Room: AAPM ePoster Library
Purpose: Stereotactic radiosurgery (SRS) was historically delivered at a small number of facilities using specialized equipment and techniques. Today, more than half of radiotherapy facilities in the US are delivering SRS. Such rapid proliferation of a complex technique raises concerns regarding practitioner expertise, commissioning, and adherence to established quality assurance guidelines. The current widespread use of complex delivery techniques using conventional linacs, including single-isocenter multi-target VMAT, represents a significant increase in planning and delivery complexity and warrants additional attention. AAPM TG-119 facilitated a standardized approach to IMRT commissioning and evaluation, addressing the rapid implementation of IMRT and low pass rates on credentialing tests. We characterize the current state of SRS and advocate for a TG-119 equivalent test suite for SRS commissioning.
Methods: We evaluated SRS practice patterns in the US and results from Imaging and Radiation Oncology Core (IROC) SRS phantom irradiation to identify current shortcomings and/or needs related to commissioning and quality assurance in SRS.
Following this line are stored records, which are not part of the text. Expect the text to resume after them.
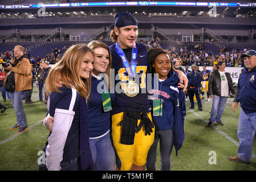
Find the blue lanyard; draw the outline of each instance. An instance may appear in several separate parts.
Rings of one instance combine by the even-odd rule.
[[[126,72],[128,74],[129,77],[135,77],[135,74],[136,72],[136,66],[137,66],[137,48],[135,44],[135,47],[132,47],[132,59],[131,61],[131,66],[129,64],[129,61],[126,57],[125,55],[124,54],[124,51],[123,51],[121,47],[119,46],[117,42],[115,44],[115,47],[116,49],[116,52],[117,52],[118,55],[122,60],[123,64],[125,69]]]

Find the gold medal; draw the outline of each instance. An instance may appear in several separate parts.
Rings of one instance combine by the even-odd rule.
[[[128,97],[134,97],[139,93],[139,86],[135,81],[129,80],[124,85],[124,93]]]

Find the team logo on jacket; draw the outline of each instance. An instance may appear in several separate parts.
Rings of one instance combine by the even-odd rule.
[[[251,77],[250,78],[250,81],[253,82],[254,81],[254,75],[252,75]]]
[[[177,107],[180,106],[180,101],[178,100],[178,98],[177,100]]]

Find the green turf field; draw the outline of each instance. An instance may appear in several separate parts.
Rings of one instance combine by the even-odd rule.
[[[48,134],[41,122],[46,114],[46,105],[39,102],[24,104],[29,130],[18,134],[15,131],[9,130],[16,123],[11,103],[9,100],[3,102],[1,94],[0,97],[0,102],[9,107],[4,113],[0,114],[0,171],[37,170],[39,157],[38,154],[42,150]],[[38,89],[34,87],[32,100],[38,100]],[[228,99],[222,115],[224,126],[214,124],[213,127],[205,127],[210,117],[211,101],[203,102],[202,111],[197,109],[193,111],[187,109],[184,143],[177,156],[174,150],[173,151],[172,170],[256,170],[255,156],[251,158],[249,165],[227,160],[229,157],[237,155],[238,143],[237,130],[241,109],[234,113],[231,107],[232,101],[231,98]],[[186,104],[189,108],[189,102],[187,101]],[[195,108],[197,108],[197,104]],[[256,154],[255,141],[253,153]],[[156,166],[157,170],[160,170],[159,151]]]

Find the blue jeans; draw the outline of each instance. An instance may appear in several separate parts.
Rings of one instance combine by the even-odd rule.
[[[159,140],[160,140],[161,170],[170,171],[172,165],[172,151],[173,147],[173,133],[172,129],[157,131],[157,138],[151,146],[147,159],[147,169],[156,171],[156,153]]]
[[[221,116],[224,111],[225,107],[226,107],[227,99],[227,97],[213,95],[210,118],[209,119],[210,122],[214,123],[221,121]]]
[[[14,92],[9,92],[9,94],[11,97],[13,109],[14,109],[15,111],[17,123],[21,127],[26,127],[27,118],[26,117],[25,111],[24,111],[23,104],[22,102],[23,92],[14,91]]]
[[[39,100],[43,100],[43,82],[41,81],[38,81],[38,90],[39,91]]]
[[[237,137],[239,139],[238,158],[249,162],[256,131],[256,113],[245,114],[242,109],[239,117]]]
[[[8,92],[5,90],[3,86],[0,87],[0,90],[1,90],[2,96],[3,97],[3,99],[4,100],[5,100],[6,99],[6,94],[7,94],[7,96],[8,98],[11,99],[11,98],[10,97],[9,94],[8,93]]]
[[[115,151],[109,133],[96,139],[89,139],[94,168],[96,171],[115,169]]]

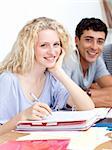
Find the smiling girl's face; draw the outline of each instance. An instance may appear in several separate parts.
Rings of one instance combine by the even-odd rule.
[[[35,46],[36,62],[45,68],[51,68],[55,65],[60,52],[60,39],[57,32],[51,29],[40,31]]]

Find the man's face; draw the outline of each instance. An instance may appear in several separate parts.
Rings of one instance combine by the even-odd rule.
[[[105,33],[93,30],[85,30],[80,39],[75,38],[83,65],[96,61],[102,52],[104,41]]]

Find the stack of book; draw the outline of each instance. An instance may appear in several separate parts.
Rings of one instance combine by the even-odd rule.
[[[88,111],[56,111],[42,120],[17,123],[17,131],[75,131],[87,130],[99,119],[105,118],[108,109]]]

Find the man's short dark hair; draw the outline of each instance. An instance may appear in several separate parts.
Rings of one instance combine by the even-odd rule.
[[[84,18],[82,19],[76,27],[75,35],[80,39],[84,30],[100,31],[105,33],[105,39],[107,37],[107,26],[106,24],[98,18]]]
Results: Over 1,000 facilities in the US currently deliver SRS. This number increased by 60% from 2004-2014 and currently includes nearly 500 dedicated SRS systems. The percentage of patients treated using linac-based SRS increased from 3% to >30% from 2003-2011 and continues to increase. In 2013, tolerances for the IROC SRS phantom became 5%(point dose), and 85% gamma pass(5%/3mm). From 2013-present, phantom pass rates are 83% and 93% for linac and Gamma Knife, respectively.
Conclusion: IROC SRS phantom results reveal a substantial fraction of facilities failing to meet relatively lenient dosimetric tolerances for a relatively simple target. Numerous high profile treatment deviations associated with SRS delivery have already occurred. We propose that a standardized SRS planning and dosimetry comparison, including a suite of complex and clinically relevant plans, would improve our ability to accurately deliver SRS, and potentially mitigate future quality and safety incidents.